His disappearance has sparked a diplomatic row between Stockholm and Beijing.
“We are deeply concerned that Swedish citizen Gui Minhai was detained on January 20,” State Department spokeswoman Heather Nauert said in a statement.
“We call on Chinese authorities to explain the reasons and legal basis for Mr Gui’s arrest and detention, disclose his whereabouts, and allow him freedom of movement and the freedom to leave China.”
Gui’s daughter Angela Gui has said he was detained by around 10 plainclothes police while on a train to Beijing from the eastern city of Ningbo, where he was living, while accompanied by two Swedish diplomats.

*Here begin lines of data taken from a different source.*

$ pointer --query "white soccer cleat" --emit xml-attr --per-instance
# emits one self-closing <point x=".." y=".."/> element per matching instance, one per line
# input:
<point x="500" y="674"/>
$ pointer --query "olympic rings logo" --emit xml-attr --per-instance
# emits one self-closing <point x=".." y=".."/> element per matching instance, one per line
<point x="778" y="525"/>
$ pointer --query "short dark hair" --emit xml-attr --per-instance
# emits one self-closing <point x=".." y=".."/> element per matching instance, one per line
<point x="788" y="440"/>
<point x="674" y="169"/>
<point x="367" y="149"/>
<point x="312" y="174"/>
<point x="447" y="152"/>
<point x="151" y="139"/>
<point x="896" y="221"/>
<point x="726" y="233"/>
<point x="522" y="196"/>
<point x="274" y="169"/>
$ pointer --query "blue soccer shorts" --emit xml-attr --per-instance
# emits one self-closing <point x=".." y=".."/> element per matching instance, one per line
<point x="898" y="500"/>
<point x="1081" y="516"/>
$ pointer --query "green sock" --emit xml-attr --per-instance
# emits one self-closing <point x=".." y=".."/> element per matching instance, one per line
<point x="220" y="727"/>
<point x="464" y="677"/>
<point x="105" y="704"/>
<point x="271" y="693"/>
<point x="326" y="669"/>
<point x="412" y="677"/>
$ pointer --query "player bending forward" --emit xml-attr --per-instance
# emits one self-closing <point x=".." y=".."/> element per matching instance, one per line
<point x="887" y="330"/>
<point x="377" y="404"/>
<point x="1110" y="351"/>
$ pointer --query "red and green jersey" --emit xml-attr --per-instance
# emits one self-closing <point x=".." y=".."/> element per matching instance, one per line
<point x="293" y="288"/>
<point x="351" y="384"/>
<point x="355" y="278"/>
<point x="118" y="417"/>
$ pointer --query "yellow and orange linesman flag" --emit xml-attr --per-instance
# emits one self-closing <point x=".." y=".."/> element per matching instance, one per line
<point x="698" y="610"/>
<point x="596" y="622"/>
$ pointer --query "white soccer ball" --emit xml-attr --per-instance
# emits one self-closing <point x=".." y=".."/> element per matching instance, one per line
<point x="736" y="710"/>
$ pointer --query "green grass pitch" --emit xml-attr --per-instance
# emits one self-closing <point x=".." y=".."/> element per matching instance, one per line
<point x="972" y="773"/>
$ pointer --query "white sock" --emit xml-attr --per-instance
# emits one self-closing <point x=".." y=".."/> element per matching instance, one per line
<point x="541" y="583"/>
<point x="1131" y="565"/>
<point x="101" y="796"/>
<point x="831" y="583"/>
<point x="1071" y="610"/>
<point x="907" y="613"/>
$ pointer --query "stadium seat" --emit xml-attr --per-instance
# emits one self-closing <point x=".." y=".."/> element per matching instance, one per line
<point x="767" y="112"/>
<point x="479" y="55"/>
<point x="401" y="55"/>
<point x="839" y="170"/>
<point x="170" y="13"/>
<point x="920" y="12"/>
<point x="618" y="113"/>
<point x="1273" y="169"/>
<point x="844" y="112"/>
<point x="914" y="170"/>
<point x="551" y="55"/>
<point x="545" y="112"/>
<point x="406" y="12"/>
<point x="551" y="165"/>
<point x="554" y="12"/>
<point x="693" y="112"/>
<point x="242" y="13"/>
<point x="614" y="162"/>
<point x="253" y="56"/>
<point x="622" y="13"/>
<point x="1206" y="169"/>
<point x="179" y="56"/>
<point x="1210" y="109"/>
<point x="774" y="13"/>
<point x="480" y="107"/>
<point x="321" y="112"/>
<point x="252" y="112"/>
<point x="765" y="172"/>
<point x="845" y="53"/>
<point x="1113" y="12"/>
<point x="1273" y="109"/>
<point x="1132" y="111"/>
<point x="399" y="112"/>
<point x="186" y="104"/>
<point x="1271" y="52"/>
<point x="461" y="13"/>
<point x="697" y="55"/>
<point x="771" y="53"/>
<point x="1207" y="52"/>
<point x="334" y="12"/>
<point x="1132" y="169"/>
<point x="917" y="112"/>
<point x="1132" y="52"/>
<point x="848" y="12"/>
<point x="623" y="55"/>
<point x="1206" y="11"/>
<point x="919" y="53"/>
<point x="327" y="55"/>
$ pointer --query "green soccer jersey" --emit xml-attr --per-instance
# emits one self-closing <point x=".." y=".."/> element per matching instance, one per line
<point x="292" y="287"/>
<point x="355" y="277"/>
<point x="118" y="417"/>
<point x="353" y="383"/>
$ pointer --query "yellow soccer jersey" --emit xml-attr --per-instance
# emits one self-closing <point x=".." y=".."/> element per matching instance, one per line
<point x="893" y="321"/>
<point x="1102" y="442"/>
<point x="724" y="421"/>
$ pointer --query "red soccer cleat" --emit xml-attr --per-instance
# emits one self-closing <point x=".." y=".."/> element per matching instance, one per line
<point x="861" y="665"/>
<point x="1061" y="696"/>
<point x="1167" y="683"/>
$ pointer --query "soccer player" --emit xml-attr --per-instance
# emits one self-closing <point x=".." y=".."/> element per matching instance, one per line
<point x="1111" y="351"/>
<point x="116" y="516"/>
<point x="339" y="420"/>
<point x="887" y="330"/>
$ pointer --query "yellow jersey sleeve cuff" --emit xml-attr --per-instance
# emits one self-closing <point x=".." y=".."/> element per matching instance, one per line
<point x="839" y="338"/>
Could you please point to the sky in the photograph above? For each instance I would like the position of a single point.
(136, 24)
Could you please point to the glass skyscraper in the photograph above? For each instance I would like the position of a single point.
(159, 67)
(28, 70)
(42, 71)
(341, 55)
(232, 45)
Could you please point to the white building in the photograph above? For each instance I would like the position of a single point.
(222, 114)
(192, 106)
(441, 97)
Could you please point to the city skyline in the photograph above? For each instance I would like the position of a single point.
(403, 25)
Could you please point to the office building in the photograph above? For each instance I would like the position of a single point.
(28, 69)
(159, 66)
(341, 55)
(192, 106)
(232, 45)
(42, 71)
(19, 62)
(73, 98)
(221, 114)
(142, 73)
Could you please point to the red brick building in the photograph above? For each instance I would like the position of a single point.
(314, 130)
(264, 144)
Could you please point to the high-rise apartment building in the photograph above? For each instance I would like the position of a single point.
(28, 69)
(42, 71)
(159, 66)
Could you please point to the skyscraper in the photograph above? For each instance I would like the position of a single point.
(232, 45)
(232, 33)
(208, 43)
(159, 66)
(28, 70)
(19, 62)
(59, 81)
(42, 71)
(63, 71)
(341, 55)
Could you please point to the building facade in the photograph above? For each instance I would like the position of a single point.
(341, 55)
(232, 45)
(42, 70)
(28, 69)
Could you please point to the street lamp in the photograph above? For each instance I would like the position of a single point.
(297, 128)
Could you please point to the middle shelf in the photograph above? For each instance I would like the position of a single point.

He was going to see a Swedish doctor, she said.
On Wednesday the European Union ambassador to China called for Gui’s immediate release.
“The United States and our European partners are bound by shared principles of liberty, equality, and human dignity,” Nauert said.
Gui was one of five Hong Kong-based booksellers known for salacious titles about the lives of China’s political elite.
This is the second time he has been snatched.
He first went missing in 2015 while on vacation in Thailand and later resurfaced at an undisclosed location in China. Chinese authorities said they had released Gui in October.
Amnesty International has called his latest disappearance “absolutely appalling.”